The producer price index rises at the fastest pace in nearly a year as a storm of bad inflation news mounts

U.S. producer prices rose in March from a year earlier at the fastest pace in nearly a year, but the gain was smaller than economists expected. And wholesale inflation has moderated on a monthly basis.

The Labor Department said Thursday that its producer price index — which measures inflationary pressure before it reaches consumers — rose 2.1% last month since March 2023, the biggest year-over-year jump since April. 2023. But economists had forecast a 2.2% increase, according to a survey of meteorologists conducted by data firm FactSet. And compared to February, wholesale prices rose just 0.2%, down from February’s 0.6% gain.

Excluding food and energy price volatility, so-called core wholesale prices rose 0.2% last month from February, the second consecutive decline, and 2.4% since March 2023. The year-over-year increase core producer prices were the highest since then. August.

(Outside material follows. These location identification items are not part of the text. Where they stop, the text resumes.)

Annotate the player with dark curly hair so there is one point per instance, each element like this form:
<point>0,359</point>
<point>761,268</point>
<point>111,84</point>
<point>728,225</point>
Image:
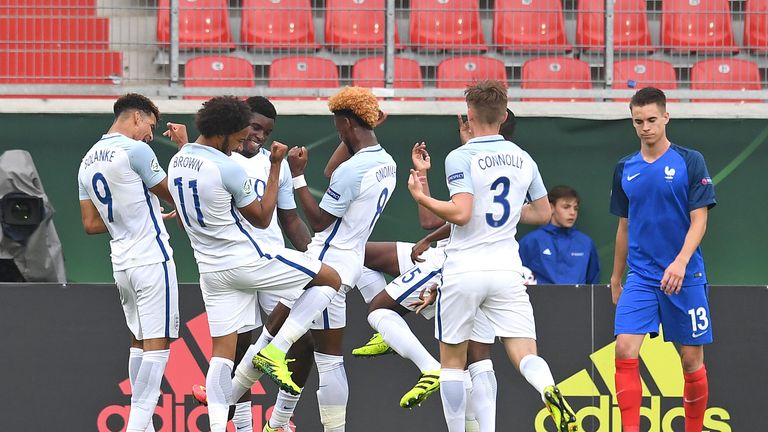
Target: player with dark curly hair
<point>213,195</point>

The slightly better-than-expected producer price reading comes at a time of concern about stalling progress against inflation, raising questions about whether and when the Federal Reserve will cut interest rates.

Amid the Fed’s aggressive rate hikes, inflation has fallen steadily since peaking in mid-2022. But improvements have proven harder to come by lately.

The Labor Department reported Wednesday that its consumer price index rose 3.5% last month from a year earlier, the second consecutive year-over-year increase in inflation, which remains stuck well above The Fed’s 2% target. Consumer prices rose 0.4% last month from February, in line with January’s increase. They have not decreased on a monthly basis since October.

To counter the rebound in inflation that began in spring 2021, the Fed raised the benchmark interest rate 11 times between March 2022 and July 2023, bringing it to a 23-year high. The central bank has signaled that it plans to cut rates three times this year – a policy reversal that had been eagerly awaited on Wall Street. But the recent stubbornness of inflation has cast doubt on when the rate cuts will begin and whether the Fed will actually be able to squeeze in three of them this year.

Wall Street investors had initially hoped to see the first rate cut in March. But this did not happen and the inflation numbers have stabilized. Now, according to CME’s FedWatch tool, a majority of investors don’t expect a rate cut until the Fed’s September meeting.